Shea Village is located just about 100 miles from the township of Lethem in the Upper Takutu-Upper Essequibo Region. It is accessible by dirt road and is approximately 9 miles from the picturesque Kanuku Mountains.
With a population of just over 450 persons, Shea Village is a primarily farming community and home of the Wapichan tribe.
It held its elections for Toshao on Tuesday and elected Caitan – a simple young man raised by his single mother – to be its leader for the next three years.
Caitan is the third child of teacher Vilma Caitan and lived his entire life in Shea Village. There, he learned the value of community and being together despite differences. He was educated, until primary, in Shea and then secondary in the village of Aishalton.
“I went to secondary school in Aishalton. I wrote CXC there and I succeeded with 7 subjects. I have 6 brothers and 1 sister and I graduated so now I am back here in my village again helping and leading the people of Shea here,” he said.
In a recent conversation with the Sunday Times, Caitan spoke about life in Shea and outlined his plans to further develop the village so that the residents can have an enhanced quality of life.
Recounting his childhood, the young Toshao said that growing up in Shea is the best experience one can hope to have. The entire village comes together and cares for each other without expecting anything in return.
However, in spite of being in a village that cared, his mother still struggled to raise him and his siblings.
“It wasn’t an easy task for my mother to raise 7 children in the family. We had challenges growing up and although it wasn’t entirely financial because she is a teacher at the school here there was always others. My brothers attended different schools and it was difficult for her to handle all of her work and then the responsibilities of raising us,” he explained.
The decision to throw his hat in the ring for the leadership of the village was one he did not make easily. Caitan thought about what being Toshao meant and the responsibilities attached to that position.
“I was involved in most of the activities here in the village and most of the people said that you should run for Toshao so they encourage me. I had to make the decision to take that position and it was successful. It was not an easy task to think about running for the post. I wanted to make sure that I understand everything about what it is about to be Toshao,” he said.
He ran against one of the elders in the village and secured 76 votes.
Caitan is taking over the village at a time when COVID-19 further complicates things but according to him, it is a challenge he is ready to take up. The young man said that thus far, Shea has been COVID-free and he intends to keep it that way.

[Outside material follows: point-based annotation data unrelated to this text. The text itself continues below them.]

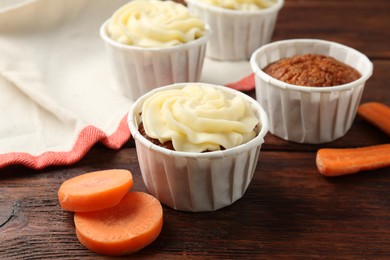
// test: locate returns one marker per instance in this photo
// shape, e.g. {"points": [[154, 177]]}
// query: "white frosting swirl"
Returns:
{"points": [[199, 118], [243, 5], [154, 23]]}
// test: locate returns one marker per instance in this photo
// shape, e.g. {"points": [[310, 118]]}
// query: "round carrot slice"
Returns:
{"points": [[95, 190], [123, 229]]}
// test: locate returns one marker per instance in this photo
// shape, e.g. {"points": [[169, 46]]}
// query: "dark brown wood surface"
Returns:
{"points": [[289, 209]]}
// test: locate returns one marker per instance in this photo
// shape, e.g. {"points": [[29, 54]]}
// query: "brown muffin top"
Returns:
{"points": [[167, 145], [312, 70]]}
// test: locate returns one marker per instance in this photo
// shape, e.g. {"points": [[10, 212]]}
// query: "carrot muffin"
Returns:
{"points": [[154, 23], [153, 43], [312, 70], [214, 134]]}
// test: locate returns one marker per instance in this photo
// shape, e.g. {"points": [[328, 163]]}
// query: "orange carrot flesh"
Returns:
{"points": [[377, 114], [123, 229], [341, 161], [95, 190]]}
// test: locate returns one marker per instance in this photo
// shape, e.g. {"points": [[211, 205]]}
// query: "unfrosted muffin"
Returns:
{"points": [[307, 114], [151, 43], [216, 135], [312, 70], [239, 26]]}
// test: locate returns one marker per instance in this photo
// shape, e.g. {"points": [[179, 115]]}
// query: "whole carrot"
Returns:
{"points": [[341, 161], [377, 114]]}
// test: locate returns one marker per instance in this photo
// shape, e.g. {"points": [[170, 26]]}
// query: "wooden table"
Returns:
{"points": [[289, 209]]}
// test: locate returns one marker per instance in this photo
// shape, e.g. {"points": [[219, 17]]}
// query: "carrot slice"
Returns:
{"points": [[377, 114], [340, 161], [95, 190], [123, 229]]}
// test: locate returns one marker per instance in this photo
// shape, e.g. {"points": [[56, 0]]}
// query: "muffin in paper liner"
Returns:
{"points": [[236, 34], [190, 181], [138, 70], [309, 114]]}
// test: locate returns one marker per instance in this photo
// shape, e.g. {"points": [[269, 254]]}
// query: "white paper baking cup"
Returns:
{"points": [[236, 34], [197, 181], [309, 114], [138, 70]]}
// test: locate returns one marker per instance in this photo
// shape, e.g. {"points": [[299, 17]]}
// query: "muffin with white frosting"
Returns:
{"points": [[152, 43], [239, 26], [214, 135]]}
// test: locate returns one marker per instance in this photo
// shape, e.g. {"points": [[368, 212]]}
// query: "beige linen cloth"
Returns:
{"points": [[56, 97], [56, 88]]}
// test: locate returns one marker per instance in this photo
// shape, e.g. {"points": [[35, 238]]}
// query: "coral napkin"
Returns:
{"points": [[56, 95]]}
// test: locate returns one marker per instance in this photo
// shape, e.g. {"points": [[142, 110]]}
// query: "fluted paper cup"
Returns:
{"points": [[236, 34], [195, 182], [138, 70], [309, 114]]}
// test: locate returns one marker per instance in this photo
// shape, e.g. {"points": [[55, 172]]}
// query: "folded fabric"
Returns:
{"points": [[57, 95]]}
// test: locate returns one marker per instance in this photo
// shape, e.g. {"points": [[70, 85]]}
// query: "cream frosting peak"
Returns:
{"points": [[154, 23], [199, 118], [243, 5]]}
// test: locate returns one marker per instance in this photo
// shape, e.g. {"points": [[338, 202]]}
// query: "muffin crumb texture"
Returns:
{"points": [[312, 70]]}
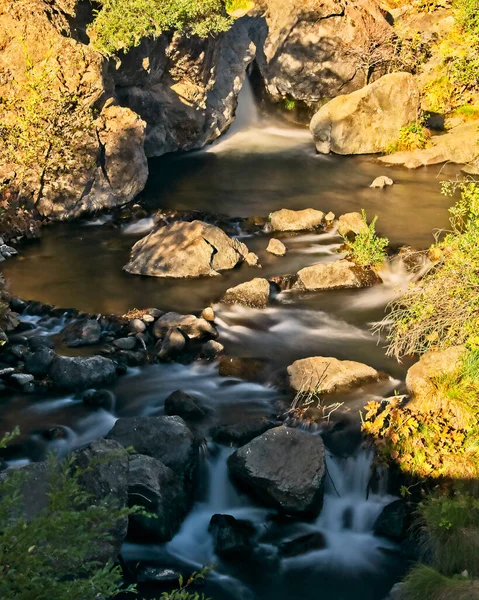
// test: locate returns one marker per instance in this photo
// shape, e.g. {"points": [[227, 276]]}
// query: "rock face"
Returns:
{"points": [[167, 439], [329, 375], [311, 49], [367, 121], [296, 220], [81, 372], [253, 293], [161, 492], [340, 274], [285, 468], [185, 250]]}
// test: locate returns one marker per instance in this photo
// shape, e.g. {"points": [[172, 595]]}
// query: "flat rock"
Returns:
{"points": [[323, 375], [254, 293], [336, 275], [296, 220], [285, 468]]}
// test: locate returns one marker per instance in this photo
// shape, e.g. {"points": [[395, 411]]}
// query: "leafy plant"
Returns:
{"points": [[367, 249]]}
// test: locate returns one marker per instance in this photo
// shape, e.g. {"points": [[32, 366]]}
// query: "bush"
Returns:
{"points": [[367, 249], [122, 24]]}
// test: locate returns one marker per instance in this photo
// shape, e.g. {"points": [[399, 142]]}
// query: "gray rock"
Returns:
{"points": [[85, 332], [285, 468], [167, 439], [160, 491], [81, 372]]}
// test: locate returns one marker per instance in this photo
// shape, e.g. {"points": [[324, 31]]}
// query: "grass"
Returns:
{"points": [[426, 583]]}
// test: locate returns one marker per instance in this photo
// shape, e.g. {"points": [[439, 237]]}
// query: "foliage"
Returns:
{"points": [[442, 309], [423, 444], [426, 583], [122, 24], [411, 137], [450, 526], [367, 249], [43, 127]]}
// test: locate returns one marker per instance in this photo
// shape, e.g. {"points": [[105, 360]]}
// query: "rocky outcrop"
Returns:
{"points": [[296, 220], [186, 250], [340, 274], [253, 293], [321, 375], [367, 121], [312, 49], [285, 468]]}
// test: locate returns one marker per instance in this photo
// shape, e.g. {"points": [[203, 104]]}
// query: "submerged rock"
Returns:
{"points": [[285, 468], [340, 274], [369, 120], [185, 250], [167, 439], [323, 375], [253, 293], [296, 220]]}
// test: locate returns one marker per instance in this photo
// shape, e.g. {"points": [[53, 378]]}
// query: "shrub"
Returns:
{"points": [[122, 24], [367, 249]]}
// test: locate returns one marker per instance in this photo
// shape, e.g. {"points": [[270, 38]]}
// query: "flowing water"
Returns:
{"points": [[259, 166]]}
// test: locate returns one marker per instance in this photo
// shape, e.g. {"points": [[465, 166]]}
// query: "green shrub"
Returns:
{"points": [[367, 249], [122, 24]]}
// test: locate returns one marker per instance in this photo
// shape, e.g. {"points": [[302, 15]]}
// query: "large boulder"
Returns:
{"points": [[369, 120], [81, 372], [296, 220], [185, 250], [323, 375], [285, 468], [167, 439], [253, 293], [339, 274], [161, 492]]}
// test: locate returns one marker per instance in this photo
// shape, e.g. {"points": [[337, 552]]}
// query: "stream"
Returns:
{"points": [[259, 166]]}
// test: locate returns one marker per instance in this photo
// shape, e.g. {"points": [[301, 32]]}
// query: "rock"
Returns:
{"points": [[254, 293], [189, 325], [208, 314], [351, 223], [336, 275], [211, 350], [367, 121], [137, 326], [167, 439], [232, 538], [296, 220], [85, 332], [185, 406], [382, 182], [81, 372], [128, 343], [276, 247], [303, 544], [242, 433], [392, 522], [39, 361], [172, 345], [285, 468], [329, 375], [104, 466], [160, 491], [185, 250]]}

“Here we didn’t have any cases so far and we are very happy about that and most of our villagers have taken the COVID vaccines and we are waiting on the second dose. I am very glad that SRDC (South Rupununi District Council) and the organisations are helping with COVID hampers,” he said.
When asked to outline some of the things he and his Council hope to achieve for the three years, Caitan said that first they can put forward plans but the village need to collectively agree on how those plans should be executed.
However, he said that there are some things he hopes to see happening immediately and explained: “For Shea Village, I look at the elderly persons and my plans are to help them immediately. We need to provide what they need because, for example, some of them are unable to [do] hard work because of various reasons and they have no one to help around. They cannot go to the farm or to look for food so we need to focus on helping them and providing them with the things they may need at home. We also need to work on better access to the pension for the pensioners because they need that money as well.
“I looked at the farmers also because all of us here in this village are farmers and we depend on our products to provide a living from that. I looked at the road to the farm, the water and the bridges needed to be put in place.
We will be clearing out some road to the farms so that farmers can have a proper way of going to the farm because sometimes they have a hard time to get to the farm due to the road or the water being high. We will be clearing out some bushes and putting up bridges as well.”
Toshao Caitan also had some advice for Indigenous youth on taking up leadership roles: “Take up the responsibility to be a leader of yourself first. Attend meetings and workshops that can develop your skills and self confidence and once you are confident in yourself then you can be in a good position to take up those leadership roles.”